8-Nuotare nelle apposite aree dedicate ai bagnanti e in ogni caso mantenersi a distanza di sicurezza dai natanti e dai corridoi a loro riservati; rendersi ben avvistabili (boa con bandiera “segnasub” al seguito, anche per il nuotatore): il pericolo più frequente in acqua d’estate è restare travolti da natanti in transito!
9-Non distogliere mai neppure per un istante lo sguardo dal diretto controllo visivo sui minori, specie sui bambini, neanche se sono solo vicini all’acqua e non vi sono ancora entrati! Estrema attenzione a vasche, fontanili, piscine e qualsiasi altra raccolta d’acqua lasciata incustodita e a portata di bambino!
10-Immersione in Apnea: non farla se non sotto diretta sorveglianza visiva ed evitare l’iperventilazione forzata, manovra abbandonata da molto tempo poiché inutile ai fini della prestazione e anzi capace di predisporre l’organismo a danni da apnea prolungata; non usare tappi auricolari; non usare occhialini da nuoto privi del naso; impiegare equipaggiamento dedicato (muta isotermica); mai trattenersi sul fondo fino alla fame d’aria bensì risalire per tempo; l’apnea è un’attività subacquatica a tutti gli effetti – compreso lo Snorkeling di superficie – e come tale richiede un corso preliminare specifico.
Per completezza d’informazione ci corre obbligo aggiungere due categorie di rischio che – solo per loro specificità – sono esterne al decalogo: il rischio di infezioni, batteriche, virali, fungine e parassitarie, per inalazione, ingestione o passaggio da piccole ferite cutanee, più tipico delle acque interne non clorate; e quello da contatto con animali marini nocivi, in quanto pungenti (ricci), urticanti (meduse, vermocani…) o velenosi (tracina, scorfano ecc). La panacea universale valida per tutti quest’ultimi casi e da applicare immediatamente è riconosciuta essere l’acqua di mare calda (nessun altro “rimedio della nonna” va preso in considerazione…), rimandando a un secondo momento un consulto in farmacia o da un medico curante per qualche medicamento più specifico o per sincerarsi su eventuali risentimenti generalizzati, come febbre, dolori diffusi, vomito, gonfiori, dispnea ecc, che possono suggerire anche un accertamento in pronto soccorso.
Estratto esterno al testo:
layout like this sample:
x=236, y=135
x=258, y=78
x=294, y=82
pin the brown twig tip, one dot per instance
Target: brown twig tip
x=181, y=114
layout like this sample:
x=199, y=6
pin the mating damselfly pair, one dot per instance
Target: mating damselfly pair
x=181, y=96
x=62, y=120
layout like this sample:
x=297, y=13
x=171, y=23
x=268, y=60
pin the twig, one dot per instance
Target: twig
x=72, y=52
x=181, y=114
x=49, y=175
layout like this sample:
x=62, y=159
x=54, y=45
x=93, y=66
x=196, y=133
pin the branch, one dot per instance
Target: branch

La stagione estiva e la vacanza non sono una scusa per dimenticare le regole di sicurezza e le buone pratiche di comportamento atte a evitare inutili rischi a noi stessi e a chi abbiamo vicino. Anche perché, essendo il soccorso in acqua demandato esclusivamente a figure specificamente formate e qualificate (gli Assistenti di Salvamento), al soccorritore occasionale e all’utente comune non rimane che agire di consapevolezza, prevenzione e sorveglianza attiva. Ricordando che, in caso di necessità, evitare di entrare in acqua (il rischio nel soccorso in acqua è statisticamente più alto per il soccorritore che per chi è in pericolo) e invece chiedere aiuto inoltrando una buona chiamata di soccorso al numero unico europeo per le emergenze “112” è quanto di meglio un soccorritore qualsiasi possa fare.
I mondi acquatici e sommersi sono universi naturali straordinari che è fondamentale frequentare e conoscere per acquisire una vera coscienza ambientale (la nostra stessa esistenza su questo pianeta dipende da loro!), ma a patto di essersi messi prima in sicurezza. L’autoprotezione innanzitutto!